Question

An iron block of mass $5\,{\text{kg}}$ is kept in a trolley. If the trolley is being pushed with an acceleration of $5\,{\text{m/}}{{\text{s}}^2}$, what will be the force of friction between the block and the trolley surface. (Take the coefficient of static friction between the block and the surface to be 0.8).
A. zero
B. $5\,{\text{N}}$
C. $4\,{\text{N}}$
D. $25\,{\text{N}}$

Answer 1

Use the formula for the static frictional force between an object and a surface. Also use the expression for Newton’s second law of motion. First determine the maximum value of the static frictional force between the block and trolley. Also determine the force on the block due to motion of the trolley. From the values of these two forces, determine the value of the frictional force between block and trolley for the block to be stationary.

Formulae used:
The force of static friction ${F_S}$ between an object and a surface is given by
${F_S} = {\mu _S}mg$ …… (1)
Here, ${\mu _S}$ is the coefficient of static friction between the object and surface, $m$ is mass of the object and $g$ is acceleration due to gravity.
The expression for Newton’s second law of motion is
${F_{net}} = ma$ …… (2)
Here, ${F_{net}}$ is net force acting on the object, $m$ is mass of the object and $a$ is acceleration of the object.

Complete Step by Step Answer:
We have given that an iron block of mass $5\,{\text{kg}}$ is kept in a trolley and the acceleration of the trolley is $5\,{\text{m/}}{{\text{s}}^2}$.
$m = 5\,{\text{kg}}$
$a = 5\,{\text{m/}}{{\text{s}}^2}$
The coefficient of static friction between the block and the trolley is 0.8.
${\mu _S} = 0.8$
We have asked to calculate the force of friction between the block and the trolley. Let us first determine the maximum value of the static friction force between the block and the trolley.
Substitute $0.8$ for ${\mu _S}$, $5\,{\text{kg}}$ for $m$ and $10\,{\text{m/}}{{\text{s}}^2}$ for $g$ in equation (1).
${F_S} = \left( {0.8} \right)\left( {5\,{\text{kg}}} \right)\left( {10\,{\text{m/}}{{\text{s}}^2}} \right)$
$\Rightarrow {F_S} = 40\,{\text{N}}$
Hence, the maximum value of force of static friction between the block and the trolley is $40\,{\text{N}}$.

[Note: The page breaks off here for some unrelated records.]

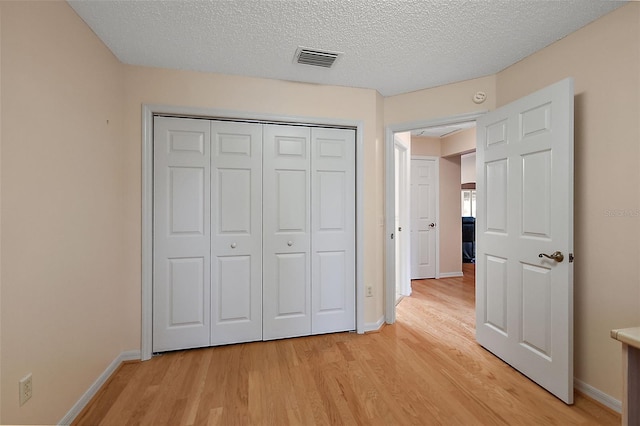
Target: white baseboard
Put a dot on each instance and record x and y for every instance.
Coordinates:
(374, 326)
(451, 274)
(598, 395)
(95, 387)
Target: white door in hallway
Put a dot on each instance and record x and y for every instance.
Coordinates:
(424, 205)
(181, 255)
(236, 232)
(524, 279)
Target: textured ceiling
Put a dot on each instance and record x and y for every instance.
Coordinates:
(393, 46)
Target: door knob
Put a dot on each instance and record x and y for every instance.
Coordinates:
(557, 256)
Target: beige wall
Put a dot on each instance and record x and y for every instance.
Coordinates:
(604, 60)
(62, 209)
(460, 142)
(435, 103)
(439, 102)
(424, 145)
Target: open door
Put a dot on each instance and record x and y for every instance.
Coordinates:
(524, 277)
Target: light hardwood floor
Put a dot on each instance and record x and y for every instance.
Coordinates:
(426, 369)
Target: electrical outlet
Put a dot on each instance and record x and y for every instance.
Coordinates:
(26, 389)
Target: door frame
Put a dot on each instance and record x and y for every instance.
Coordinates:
(389, 199)
(403, 240)
(148, 111)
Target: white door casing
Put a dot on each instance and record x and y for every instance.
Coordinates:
(402, 153)
(236, 228)
(181, 268)
(333, 230)
(424, 203)
(287, 232)
(524, 303)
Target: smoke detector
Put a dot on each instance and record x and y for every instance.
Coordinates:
(316, 57)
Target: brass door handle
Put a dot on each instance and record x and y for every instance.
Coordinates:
(557, 256)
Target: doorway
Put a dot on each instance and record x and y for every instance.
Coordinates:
(391, 279)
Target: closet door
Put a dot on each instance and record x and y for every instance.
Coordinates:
(286, 222)
(236, 232)
(333, 230)
(181, 245)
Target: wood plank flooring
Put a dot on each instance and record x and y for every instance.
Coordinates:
(424, 370)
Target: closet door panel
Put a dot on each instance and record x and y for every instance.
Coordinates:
(236, 228)
(181, 245)
(333, 230)
(286, 221)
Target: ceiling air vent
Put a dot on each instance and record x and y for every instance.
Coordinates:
(316, 57)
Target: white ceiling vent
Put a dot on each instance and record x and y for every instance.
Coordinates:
(316, 57)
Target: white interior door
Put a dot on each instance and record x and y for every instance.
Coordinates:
(181, 263)
(333, 230)
(236, 229)
(424, 207)
(287, 236)
(524, 300)
(402, 153)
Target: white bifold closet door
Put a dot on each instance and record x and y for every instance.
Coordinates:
(254, 232)
(236, 232)
(309, 231)
(181, 234)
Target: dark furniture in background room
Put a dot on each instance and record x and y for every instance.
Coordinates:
(468, 239)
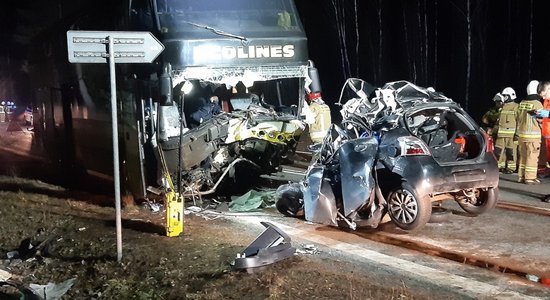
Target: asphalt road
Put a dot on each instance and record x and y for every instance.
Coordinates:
(501, 239)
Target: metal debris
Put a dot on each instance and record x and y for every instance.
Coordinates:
(270, 246)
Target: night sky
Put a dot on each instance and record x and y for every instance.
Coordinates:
(467, 49)
(426, 42)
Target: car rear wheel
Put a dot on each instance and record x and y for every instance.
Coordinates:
(480, 202)
(407, 209)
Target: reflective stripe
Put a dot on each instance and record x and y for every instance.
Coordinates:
(318, 134)
(526, 106)
(529, 135)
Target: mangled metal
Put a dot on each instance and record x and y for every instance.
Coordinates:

Let us now calculate the force on the block due to acceleration of the trolley.For this, consider that the frictional force between the block and trolley is zero. Since the block moves in the opposite direction due to acceleration of the trolley. The acceleration of the block is $- 5\,{\text{m/}}{{\text{s}}^2}$.Substitute $5\,{\text{kg}}$ for $m$ and $- 5\,{\text{m/}}{{\text{s}}^2}$ for $a$ in equation (2).
$F = \left( {5\,{\text{kg}}} \right)\left( { - 5\,{\text{m/}}{{\text{s}}^2}} \right)$
$\therefore F = - 25\,{\text{N}}$
Hence, the force on the block due to motion of the trolley is $25\,{\text{N}}$.The negative sign indicates that the motion of the block and acceleration of the trolley has opposite directions.Since the block is stationary in the trolley, the static frictional force must be equal to the force on the block due to motion of the trolley.Therefore, the frictional force between the block and trolley is $25\,{\text{N}}$.

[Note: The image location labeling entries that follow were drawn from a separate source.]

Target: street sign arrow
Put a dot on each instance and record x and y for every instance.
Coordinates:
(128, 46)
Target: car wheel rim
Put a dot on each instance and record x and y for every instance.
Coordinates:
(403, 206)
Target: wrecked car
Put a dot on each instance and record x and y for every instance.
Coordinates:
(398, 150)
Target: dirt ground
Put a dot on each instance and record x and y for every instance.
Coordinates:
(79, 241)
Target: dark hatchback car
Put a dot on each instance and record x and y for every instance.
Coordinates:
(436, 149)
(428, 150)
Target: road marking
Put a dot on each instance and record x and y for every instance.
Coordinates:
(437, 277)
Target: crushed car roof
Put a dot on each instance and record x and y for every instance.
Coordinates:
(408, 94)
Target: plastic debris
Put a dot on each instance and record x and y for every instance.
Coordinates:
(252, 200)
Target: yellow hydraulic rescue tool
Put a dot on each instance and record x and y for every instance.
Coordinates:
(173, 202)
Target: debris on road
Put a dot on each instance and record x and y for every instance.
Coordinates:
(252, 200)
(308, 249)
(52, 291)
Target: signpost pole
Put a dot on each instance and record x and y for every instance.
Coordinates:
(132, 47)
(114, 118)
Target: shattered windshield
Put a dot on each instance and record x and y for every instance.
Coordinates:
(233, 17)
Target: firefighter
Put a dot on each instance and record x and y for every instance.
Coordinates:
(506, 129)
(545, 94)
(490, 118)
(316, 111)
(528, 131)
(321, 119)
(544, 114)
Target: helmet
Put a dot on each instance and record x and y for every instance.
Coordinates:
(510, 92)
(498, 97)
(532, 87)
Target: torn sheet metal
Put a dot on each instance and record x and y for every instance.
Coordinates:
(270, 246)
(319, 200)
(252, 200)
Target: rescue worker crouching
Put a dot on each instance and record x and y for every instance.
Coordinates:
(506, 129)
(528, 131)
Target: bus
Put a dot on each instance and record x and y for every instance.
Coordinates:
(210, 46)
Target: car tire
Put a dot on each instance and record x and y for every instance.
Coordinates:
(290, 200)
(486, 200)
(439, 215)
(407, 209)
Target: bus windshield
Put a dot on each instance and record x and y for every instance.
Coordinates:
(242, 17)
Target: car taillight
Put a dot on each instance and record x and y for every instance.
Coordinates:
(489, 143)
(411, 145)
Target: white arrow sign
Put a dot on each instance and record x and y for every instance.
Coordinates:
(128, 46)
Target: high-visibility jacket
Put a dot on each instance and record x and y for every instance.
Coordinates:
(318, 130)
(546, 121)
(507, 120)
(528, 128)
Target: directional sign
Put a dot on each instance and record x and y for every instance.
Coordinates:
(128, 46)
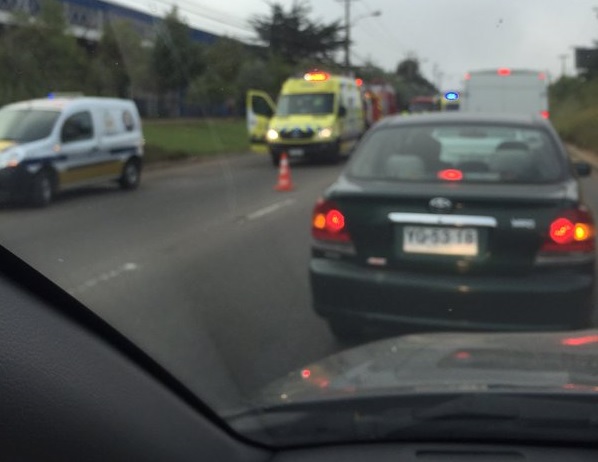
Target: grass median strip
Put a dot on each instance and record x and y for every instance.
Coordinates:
(176, 139)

Hence, the correct option is D.

Note: The students may calculate the maximum static frictional force between the iron block and trolley and get confused that the correct answer is not given in the options. But we need to calculate the minimum frictional force for the iron block to be stationary on the trolley. So this force must be equal to the force on block due to motion of the trolley in the opposite direction to keep the block at rest.